• 着物に関わる仕事をしている人にインタビュー

    着物にまつわる仕事にはさまざまなものがあります。大きく分けて着物の製作にかかわるものと、コスチュームとして人に着せたり自らが着用して働くものがあります。いずれも日本の伝統文化の担い手として活躍していますが、年々継承者が減少しているのが悩みどころです。

    といっても単純に高齢化しているばかりではなく、若い人で感心をしめす人も増えています。どれも一度専門知識と技術を身につければ一生使えるといっても過言ではないものばかりです。また、いずれも体力をあまり必要としないので高齢になっても続けられるところも魅力です。

    着付け師をするYさん

    着物に関する仕事の代表例は、着付け師でしょう。成人式や結婚式の振袖はもちろんのこと、最近では夏祭りの浴衣でさえも自分で着ることができない人が増えています。つまり、着付け師の需要は増え続けているのです。

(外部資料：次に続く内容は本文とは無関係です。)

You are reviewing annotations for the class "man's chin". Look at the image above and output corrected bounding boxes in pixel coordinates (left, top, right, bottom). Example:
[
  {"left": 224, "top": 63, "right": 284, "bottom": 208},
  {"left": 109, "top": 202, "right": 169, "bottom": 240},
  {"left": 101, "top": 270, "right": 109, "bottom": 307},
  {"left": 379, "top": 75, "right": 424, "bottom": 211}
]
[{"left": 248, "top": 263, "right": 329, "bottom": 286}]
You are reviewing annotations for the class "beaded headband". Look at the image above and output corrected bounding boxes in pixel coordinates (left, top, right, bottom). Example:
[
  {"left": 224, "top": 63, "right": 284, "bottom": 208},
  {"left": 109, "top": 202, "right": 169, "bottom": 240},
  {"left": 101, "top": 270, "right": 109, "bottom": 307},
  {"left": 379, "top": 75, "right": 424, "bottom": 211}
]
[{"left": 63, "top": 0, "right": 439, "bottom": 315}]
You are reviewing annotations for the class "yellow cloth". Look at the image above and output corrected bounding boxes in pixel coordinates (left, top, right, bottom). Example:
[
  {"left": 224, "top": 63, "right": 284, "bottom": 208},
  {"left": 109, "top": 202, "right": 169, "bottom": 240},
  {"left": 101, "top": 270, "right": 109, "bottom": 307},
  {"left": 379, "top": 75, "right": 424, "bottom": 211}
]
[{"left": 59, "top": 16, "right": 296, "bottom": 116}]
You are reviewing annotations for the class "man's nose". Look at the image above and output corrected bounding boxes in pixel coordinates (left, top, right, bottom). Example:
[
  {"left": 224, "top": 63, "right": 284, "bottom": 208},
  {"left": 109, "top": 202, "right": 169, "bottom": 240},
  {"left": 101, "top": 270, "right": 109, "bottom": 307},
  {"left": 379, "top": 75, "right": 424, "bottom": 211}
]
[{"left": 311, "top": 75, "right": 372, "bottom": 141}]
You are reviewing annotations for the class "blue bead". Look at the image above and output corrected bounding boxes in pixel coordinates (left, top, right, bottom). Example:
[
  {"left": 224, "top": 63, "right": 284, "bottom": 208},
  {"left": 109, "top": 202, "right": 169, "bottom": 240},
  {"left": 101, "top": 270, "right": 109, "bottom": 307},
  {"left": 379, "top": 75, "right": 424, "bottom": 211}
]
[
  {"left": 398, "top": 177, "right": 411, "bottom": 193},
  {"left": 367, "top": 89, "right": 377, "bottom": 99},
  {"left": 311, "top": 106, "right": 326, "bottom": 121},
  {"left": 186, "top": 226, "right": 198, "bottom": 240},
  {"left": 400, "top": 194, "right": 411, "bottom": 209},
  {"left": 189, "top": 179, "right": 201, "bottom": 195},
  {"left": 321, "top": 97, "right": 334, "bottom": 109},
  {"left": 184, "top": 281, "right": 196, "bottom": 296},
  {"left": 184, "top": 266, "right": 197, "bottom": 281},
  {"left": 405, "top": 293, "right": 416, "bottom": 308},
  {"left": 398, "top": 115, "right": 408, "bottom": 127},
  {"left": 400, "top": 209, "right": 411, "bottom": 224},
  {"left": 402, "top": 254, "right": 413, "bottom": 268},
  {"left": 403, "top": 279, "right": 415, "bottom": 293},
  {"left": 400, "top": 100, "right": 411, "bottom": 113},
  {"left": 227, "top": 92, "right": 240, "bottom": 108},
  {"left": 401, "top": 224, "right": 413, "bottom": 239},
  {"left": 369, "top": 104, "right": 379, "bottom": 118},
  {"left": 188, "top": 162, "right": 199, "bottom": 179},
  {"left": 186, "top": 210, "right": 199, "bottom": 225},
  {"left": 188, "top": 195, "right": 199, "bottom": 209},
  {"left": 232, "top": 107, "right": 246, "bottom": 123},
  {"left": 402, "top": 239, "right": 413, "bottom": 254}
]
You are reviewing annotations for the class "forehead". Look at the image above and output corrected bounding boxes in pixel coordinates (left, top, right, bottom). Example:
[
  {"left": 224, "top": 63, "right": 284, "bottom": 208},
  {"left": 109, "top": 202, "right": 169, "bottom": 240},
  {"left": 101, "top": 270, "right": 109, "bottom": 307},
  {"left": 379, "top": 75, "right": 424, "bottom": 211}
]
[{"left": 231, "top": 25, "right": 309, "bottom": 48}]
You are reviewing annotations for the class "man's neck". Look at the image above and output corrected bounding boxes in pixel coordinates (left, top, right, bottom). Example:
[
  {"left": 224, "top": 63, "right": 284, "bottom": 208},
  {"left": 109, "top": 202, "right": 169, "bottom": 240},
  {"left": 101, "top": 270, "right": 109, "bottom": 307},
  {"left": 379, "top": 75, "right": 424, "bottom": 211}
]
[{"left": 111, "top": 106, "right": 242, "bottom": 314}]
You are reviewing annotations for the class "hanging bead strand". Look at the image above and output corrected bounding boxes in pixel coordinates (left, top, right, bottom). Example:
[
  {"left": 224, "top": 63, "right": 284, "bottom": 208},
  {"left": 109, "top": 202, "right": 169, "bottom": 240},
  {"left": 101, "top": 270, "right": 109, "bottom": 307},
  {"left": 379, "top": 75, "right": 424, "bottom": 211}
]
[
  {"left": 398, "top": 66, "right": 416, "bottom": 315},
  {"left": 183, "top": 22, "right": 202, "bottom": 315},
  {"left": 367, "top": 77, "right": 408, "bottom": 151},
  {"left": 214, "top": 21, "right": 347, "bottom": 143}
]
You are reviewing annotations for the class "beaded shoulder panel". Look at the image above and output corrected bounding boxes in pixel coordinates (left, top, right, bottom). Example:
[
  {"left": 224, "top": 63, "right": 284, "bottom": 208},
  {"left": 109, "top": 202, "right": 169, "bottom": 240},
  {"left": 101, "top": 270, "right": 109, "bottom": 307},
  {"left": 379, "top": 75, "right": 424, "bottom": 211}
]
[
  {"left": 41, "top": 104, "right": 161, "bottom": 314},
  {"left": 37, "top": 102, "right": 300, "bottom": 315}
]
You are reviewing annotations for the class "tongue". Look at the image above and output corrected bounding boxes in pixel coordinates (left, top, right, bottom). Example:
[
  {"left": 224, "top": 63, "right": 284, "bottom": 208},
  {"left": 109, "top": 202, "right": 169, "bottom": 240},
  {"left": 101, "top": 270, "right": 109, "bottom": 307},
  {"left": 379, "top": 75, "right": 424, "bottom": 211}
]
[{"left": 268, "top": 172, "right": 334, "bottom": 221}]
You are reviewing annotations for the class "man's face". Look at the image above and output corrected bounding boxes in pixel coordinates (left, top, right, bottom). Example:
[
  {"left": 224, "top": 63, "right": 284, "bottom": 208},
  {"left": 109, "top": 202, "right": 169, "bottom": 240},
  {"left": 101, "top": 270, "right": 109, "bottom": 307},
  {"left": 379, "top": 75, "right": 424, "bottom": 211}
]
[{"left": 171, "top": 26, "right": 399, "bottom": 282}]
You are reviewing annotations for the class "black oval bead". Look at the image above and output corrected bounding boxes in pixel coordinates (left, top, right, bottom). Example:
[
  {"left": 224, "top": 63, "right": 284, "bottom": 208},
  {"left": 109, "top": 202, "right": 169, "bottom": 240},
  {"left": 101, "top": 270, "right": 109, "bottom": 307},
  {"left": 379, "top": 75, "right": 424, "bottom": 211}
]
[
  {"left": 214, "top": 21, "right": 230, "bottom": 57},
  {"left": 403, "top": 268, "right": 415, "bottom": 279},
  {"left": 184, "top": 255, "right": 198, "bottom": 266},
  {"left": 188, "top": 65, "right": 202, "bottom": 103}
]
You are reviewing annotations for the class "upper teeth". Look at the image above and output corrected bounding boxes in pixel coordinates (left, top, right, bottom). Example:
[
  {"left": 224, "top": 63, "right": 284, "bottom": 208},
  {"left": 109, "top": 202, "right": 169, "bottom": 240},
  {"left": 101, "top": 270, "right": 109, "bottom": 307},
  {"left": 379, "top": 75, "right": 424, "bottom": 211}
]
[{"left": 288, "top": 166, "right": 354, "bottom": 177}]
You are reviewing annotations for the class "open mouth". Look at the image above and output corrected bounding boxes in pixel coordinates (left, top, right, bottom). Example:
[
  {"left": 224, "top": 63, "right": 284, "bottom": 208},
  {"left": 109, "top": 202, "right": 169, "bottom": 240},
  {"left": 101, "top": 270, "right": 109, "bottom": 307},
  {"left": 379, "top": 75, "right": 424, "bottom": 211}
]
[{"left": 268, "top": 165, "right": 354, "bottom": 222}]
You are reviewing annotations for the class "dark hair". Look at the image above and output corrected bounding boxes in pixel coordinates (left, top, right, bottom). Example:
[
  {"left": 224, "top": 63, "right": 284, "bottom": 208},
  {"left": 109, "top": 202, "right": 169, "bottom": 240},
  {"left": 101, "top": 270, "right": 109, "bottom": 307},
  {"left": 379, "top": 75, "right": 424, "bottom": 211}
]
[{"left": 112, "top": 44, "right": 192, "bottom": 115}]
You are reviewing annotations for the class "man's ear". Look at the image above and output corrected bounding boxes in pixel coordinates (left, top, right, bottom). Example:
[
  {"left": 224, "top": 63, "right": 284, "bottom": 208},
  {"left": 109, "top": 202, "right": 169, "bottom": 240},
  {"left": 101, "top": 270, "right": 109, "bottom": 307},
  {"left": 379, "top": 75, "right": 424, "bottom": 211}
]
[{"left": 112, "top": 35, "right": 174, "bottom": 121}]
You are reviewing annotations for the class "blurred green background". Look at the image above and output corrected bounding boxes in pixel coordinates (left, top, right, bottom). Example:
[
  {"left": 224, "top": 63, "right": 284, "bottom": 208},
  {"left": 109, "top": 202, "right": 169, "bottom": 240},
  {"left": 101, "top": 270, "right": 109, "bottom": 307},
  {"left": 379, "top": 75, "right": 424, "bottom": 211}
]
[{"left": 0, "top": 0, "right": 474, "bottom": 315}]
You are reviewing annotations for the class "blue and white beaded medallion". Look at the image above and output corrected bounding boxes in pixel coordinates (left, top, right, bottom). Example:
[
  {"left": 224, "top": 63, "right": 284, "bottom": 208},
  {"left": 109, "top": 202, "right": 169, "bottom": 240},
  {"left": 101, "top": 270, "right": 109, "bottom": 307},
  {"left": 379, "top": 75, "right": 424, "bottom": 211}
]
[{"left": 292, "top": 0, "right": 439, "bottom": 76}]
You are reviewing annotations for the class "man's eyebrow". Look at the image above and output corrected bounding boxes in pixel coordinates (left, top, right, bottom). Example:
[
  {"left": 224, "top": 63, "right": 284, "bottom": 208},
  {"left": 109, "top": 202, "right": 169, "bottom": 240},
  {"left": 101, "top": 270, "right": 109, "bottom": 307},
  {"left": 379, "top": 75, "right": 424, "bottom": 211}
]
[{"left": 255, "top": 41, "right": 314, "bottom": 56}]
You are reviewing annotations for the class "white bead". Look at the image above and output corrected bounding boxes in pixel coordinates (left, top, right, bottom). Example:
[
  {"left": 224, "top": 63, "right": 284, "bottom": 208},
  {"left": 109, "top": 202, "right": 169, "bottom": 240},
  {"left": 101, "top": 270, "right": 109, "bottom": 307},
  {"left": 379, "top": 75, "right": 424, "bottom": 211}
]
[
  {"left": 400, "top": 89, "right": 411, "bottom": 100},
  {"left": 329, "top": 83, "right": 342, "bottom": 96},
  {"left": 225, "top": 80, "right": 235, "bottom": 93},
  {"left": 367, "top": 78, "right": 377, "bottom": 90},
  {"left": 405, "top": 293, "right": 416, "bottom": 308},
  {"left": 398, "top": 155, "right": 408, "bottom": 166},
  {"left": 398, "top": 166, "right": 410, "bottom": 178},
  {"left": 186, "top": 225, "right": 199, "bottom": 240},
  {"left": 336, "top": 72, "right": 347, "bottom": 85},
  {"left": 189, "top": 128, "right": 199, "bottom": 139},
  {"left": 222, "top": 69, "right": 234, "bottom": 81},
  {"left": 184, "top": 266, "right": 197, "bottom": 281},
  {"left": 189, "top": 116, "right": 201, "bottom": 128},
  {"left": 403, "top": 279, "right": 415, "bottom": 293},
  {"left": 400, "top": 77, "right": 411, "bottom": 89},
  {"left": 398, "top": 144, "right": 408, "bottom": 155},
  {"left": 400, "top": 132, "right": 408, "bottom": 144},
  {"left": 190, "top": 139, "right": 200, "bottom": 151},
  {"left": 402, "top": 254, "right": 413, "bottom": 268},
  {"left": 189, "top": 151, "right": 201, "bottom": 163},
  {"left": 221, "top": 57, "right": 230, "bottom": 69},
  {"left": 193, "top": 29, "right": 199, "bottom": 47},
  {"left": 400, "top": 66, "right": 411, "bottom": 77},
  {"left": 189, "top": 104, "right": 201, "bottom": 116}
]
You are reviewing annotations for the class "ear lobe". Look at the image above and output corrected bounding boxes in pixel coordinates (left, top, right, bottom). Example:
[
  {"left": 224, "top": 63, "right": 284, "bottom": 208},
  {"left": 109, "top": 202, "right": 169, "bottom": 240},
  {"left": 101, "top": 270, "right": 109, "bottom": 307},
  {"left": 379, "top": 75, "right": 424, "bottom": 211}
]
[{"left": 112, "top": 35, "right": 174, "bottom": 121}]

    ワンタッチで着ることができる簡単浴衣も販売されていますが、やはりそれなりのものしかありません。きれいに浴衣を着ようと思ったら昔ながらのスタイルの方が断然おすすめで、そう難しいものでなく、かつては母から娘へと伝授されたものでした。

    しかし、そういった知恵が伝えられなくなったこの頃では、着付け師が欠かせない存在というわけなのです。実際に着付け師の仕事をしている人に話を聞くと、年々ニーズが高まっているそうです。

    和装士をするHさん

    着物を着たいという人は増えていても、そのお値段に尻込みしてしまう人も少なからずいることでしょう。しかし、着物が高額なのはそれなりに理由があります。基本的にミシンは使用せず1針1針手縫いで製作されているのである程度の値段になってしまうのは仕方ないのです。

    和裁は洋裁とはまた違う特殊なスキルも必要です。和裁士になるためにはそれなりの勉強も必要ですし、せっかく身につけたのであれば細々とでも仕事を続けて実力をキープしたいところです。

    自宅の一部屋を工房にしている子育て中の和裁士の話を聞いてみると、注意すべきことはいろいろとあるもののやりがいも非常に強く感じられるということです。

    染色家をするSさん

    さらに、手描き1点ものの着物となると、そのお値段は桁違いになります。そのような商品はもはや作品と呼ぶ方がふさわしいかもしれません。実際に、大学で美術の教育をしっかりと受けた上で染色工房に弟子入りするようなケースもめずらしいものではないのです。

    舞妓をするMさん

    そして、着物をコスチュームとして働く職業の代表としては舞妓があげられるでしょう。肩上げの振袖姿は非常に愛らしく、海外でも京都を表現するアイコンのひとつになっています。

    長唄、三味線、舞など日本の伝統芸能の継承者としての側面もあり、けっして宴会でお酌をしているだけの存在ではありません。女性だけの世界ということもあり、それなりに大変なことも多いようですが、そういった芸事が好きな人にとってはこれ以上やりがいを感じることができる仕事もそうはありません。

    わずか15歳で祇園の置屋に見習いとして足を踏み入れた人に実際の話をうかがうことができました。

    以上のように、着物に関する仕事といってもじつに多種多様です。しかし、日本の伝統を守るという同じ目的で結ばれている同志といっても過言ではありません。かつて着物がより日常的なものだった時代には、その着方も縫い方も各家庭で伝承されていくものでした。

    すっかりハレの日の衣装となってしまった現代では、それぞれプロの知識と技術に頼るしかありません。たとえ、そのようなかたちであっても、これからも着物という文化が絶えることはないでしょうし、それに携わる人たちの仕事がなくなってしまうというのもまず考えられないことなのです。